Gerald was stunned not merely at Slade’s cleverness but at his capability---which had been so striking a feature of his contribution to Collinson’s Confession Book---to be interested in many things that were neither part of the school curriculum nor obviously the pursuits of one’s leisure. It was as though Slade were equipped with some extra organ that enabled him to draw from the world---from the masters, his music lessons, his weekly visit to the town---some sustenance unavailable to the ordinarily endowed. So, on their way back to school that night, Slade suggested that instead of using the coast road they went along the sands.

They walked out to the water’s edge and kept to the sand left hard by the veils of the ebbing tide, whose lightly foamed edges were distinguishable under the moon. Slade picked up a pebble and, running ahead, threw it far into the still sea.

“Why is your raincoat so long?” called Gerald, with fond mockery.

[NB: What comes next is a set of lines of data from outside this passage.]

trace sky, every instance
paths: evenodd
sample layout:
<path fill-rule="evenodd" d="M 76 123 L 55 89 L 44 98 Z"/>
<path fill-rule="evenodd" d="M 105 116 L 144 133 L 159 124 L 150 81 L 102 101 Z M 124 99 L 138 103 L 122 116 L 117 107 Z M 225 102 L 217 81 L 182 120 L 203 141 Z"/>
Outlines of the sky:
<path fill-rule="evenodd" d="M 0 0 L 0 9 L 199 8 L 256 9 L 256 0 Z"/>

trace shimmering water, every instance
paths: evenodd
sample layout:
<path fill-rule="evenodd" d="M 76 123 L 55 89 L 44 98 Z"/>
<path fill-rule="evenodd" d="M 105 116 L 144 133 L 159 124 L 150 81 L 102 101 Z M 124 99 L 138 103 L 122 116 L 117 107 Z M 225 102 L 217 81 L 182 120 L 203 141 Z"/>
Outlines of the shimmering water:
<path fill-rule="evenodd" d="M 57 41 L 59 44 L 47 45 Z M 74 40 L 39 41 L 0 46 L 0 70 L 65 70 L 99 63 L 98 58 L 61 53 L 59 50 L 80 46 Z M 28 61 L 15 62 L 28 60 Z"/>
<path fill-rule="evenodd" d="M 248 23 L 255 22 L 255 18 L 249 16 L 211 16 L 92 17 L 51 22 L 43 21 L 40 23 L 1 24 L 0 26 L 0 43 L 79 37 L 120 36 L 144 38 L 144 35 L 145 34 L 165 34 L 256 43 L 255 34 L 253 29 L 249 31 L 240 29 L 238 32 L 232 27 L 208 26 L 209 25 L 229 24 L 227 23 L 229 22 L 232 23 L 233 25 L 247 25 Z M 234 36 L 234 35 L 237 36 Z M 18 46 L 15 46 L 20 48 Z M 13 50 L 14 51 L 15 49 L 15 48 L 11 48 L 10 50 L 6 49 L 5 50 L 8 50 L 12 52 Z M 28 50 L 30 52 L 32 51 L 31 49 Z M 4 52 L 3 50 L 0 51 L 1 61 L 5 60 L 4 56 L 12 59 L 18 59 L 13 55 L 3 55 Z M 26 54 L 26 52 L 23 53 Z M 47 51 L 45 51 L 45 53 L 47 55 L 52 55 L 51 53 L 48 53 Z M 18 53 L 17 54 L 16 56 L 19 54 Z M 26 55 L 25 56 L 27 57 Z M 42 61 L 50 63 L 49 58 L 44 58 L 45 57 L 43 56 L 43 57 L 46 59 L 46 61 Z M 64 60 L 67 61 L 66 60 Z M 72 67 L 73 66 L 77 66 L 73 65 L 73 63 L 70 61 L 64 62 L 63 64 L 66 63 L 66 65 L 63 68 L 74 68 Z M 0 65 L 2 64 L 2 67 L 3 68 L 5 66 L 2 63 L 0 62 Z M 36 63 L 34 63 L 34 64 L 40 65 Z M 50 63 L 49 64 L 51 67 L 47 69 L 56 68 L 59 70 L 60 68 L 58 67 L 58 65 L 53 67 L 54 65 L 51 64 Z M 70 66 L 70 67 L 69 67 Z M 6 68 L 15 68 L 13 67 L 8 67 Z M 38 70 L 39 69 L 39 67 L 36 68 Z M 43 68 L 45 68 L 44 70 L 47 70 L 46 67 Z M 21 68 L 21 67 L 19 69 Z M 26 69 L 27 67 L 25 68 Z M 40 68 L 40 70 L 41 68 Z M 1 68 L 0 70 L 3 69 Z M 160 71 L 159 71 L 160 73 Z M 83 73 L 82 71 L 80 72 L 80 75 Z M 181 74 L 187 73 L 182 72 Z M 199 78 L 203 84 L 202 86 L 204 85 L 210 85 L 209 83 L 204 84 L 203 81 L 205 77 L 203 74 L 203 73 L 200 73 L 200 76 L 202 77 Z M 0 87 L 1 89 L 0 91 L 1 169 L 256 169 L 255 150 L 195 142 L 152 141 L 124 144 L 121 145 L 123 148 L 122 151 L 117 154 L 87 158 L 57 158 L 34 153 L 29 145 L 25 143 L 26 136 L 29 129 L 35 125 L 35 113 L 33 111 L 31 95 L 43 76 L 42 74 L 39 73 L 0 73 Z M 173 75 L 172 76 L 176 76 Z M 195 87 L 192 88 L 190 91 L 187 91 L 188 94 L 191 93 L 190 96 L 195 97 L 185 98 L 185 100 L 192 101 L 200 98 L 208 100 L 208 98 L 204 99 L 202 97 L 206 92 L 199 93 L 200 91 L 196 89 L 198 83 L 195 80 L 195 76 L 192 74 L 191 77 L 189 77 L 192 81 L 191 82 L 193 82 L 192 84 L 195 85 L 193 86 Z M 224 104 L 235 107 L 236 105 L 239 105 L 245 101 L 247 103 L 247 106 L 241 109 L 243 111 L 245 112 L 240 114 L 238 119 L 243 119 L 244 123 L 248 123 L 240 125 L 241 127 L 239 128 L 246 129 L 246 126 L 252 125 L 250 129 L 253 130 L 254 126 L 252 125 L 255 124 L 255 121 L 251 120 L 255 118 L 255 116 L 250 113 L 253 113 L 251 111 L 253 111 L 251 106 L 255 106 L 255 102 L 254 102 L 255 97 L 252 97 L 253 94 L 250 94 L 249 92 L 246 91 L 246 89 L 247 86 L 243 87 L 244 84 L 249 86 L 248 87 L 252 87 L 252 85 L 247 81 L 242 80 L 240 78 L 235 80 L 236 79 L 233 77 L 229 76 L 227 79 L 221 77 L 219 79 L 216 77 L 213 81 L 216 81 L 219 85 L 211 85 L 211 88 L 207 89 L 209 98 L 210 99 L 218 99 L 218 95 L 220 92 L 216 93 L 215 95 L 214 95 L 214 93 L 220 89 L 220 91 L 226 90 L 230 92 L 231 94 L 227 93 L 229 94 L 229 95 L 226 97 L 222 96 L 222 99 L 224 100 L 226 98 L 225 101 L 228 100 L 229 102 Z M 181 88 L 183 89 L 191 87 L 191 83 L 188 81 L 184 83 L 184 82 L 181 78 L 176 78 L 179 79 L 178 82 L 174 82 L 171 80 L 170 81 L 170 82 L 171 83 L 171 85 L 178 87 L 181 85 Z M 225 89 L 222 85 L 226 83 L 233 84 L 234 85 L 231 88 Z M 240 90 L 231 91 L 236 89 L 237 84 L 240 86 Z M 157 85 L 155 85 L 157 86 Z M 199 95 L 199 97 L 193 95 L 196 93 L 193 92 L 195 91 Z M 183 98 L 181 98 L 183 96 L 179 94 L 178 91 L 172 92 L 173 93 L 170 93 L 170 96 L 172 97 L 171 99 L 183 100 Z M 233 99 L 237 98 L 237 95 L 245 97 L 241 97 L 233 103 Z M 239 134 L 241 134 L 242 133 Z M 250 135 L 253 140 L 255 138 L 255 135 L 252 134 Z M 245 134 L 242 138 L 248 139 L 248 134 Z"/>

Slade stopped and turned. “Mother doesn’t like short coats. Just as she doesn’t like shirts with unattached collars. As I think I’ve told you.”

“Why doesn’t your father exert his influence and make you dress like a Christian?”

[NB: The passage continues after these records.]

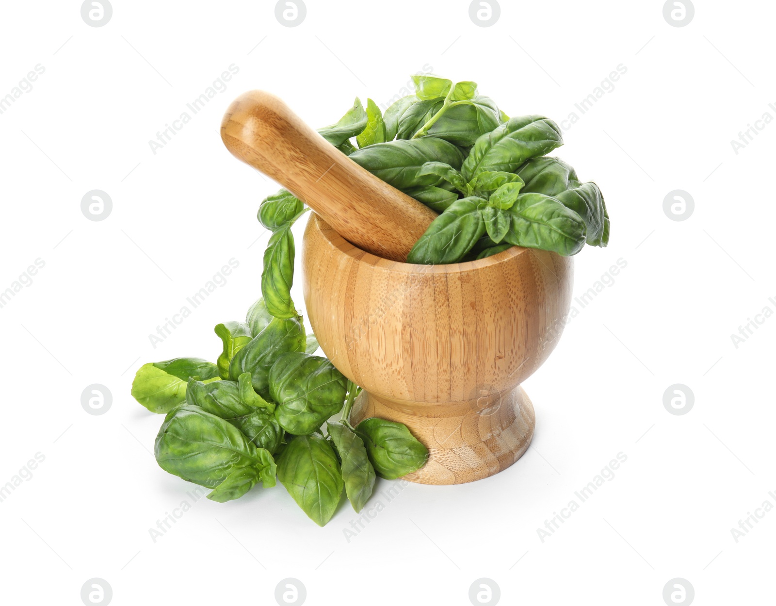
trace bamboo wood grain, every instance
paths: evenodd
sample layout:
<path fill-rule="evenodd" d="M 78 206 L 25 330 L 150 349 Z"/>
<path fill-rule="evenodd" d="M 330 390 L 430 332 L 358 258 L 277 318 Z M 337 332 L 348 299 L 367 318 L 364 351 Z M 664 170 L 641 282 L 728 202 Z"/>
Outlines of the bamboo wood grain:
<path fill-rule="evenodd" d="M 235 157 L 379 257 L 406 261 L 437 216 L 362 168 L 269 93 L 251 91 L 238 97 L 223 116 L 221 138 Z"/>
<path fill-rule="evenodd" d="M 352 421 L 404 423 L 430 451 L 407 480 L 471 482 L 520 458 L 535 424 L 520 383 L 560 338 L 570 258 L 513 247 L 468 263 L 409 265 L 360 250 L 315 215 L 302 256 L 318 341 L 364 388 Z"/>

“My father’s dead,” said Slade. “Ages ago.”

“Oh.” Gerald himself took a pebble and bowled an elaborate leg-break. It occurred to him that when his father was divorced (as he must eventually be) he might marry Mrs. Slade. As reading a tragic fiction our foolish wish is that the hero and heroine shall conquer the iron spirit of their circumstances and come together for ever, so Gerald immediately recognized the law of reality that the lives of his father and Mrs. Slade should always pursue separate orbits, but was nevertheless touched and made happy by his concept of their conjunction. And it was not merely for himself that he desired it---that his relationship with Slade (which at the moment had no name or tradition) would thereby be given the permanence, the universal recognition, of the family tie---but also that he wanted his father to share in his own felicity, which he did not doubt would be conferred equally by the mother as by the son.

In his turn Gerald stopped and waited, looking up at the far black Zeppelin clouds that barred the lighter sky. When Slade drew level he took him by the arm and, shuffling grotesquely in the sand, drew him rapidly along the edge of the water. “Coons dancing in the moonlight,” he cried.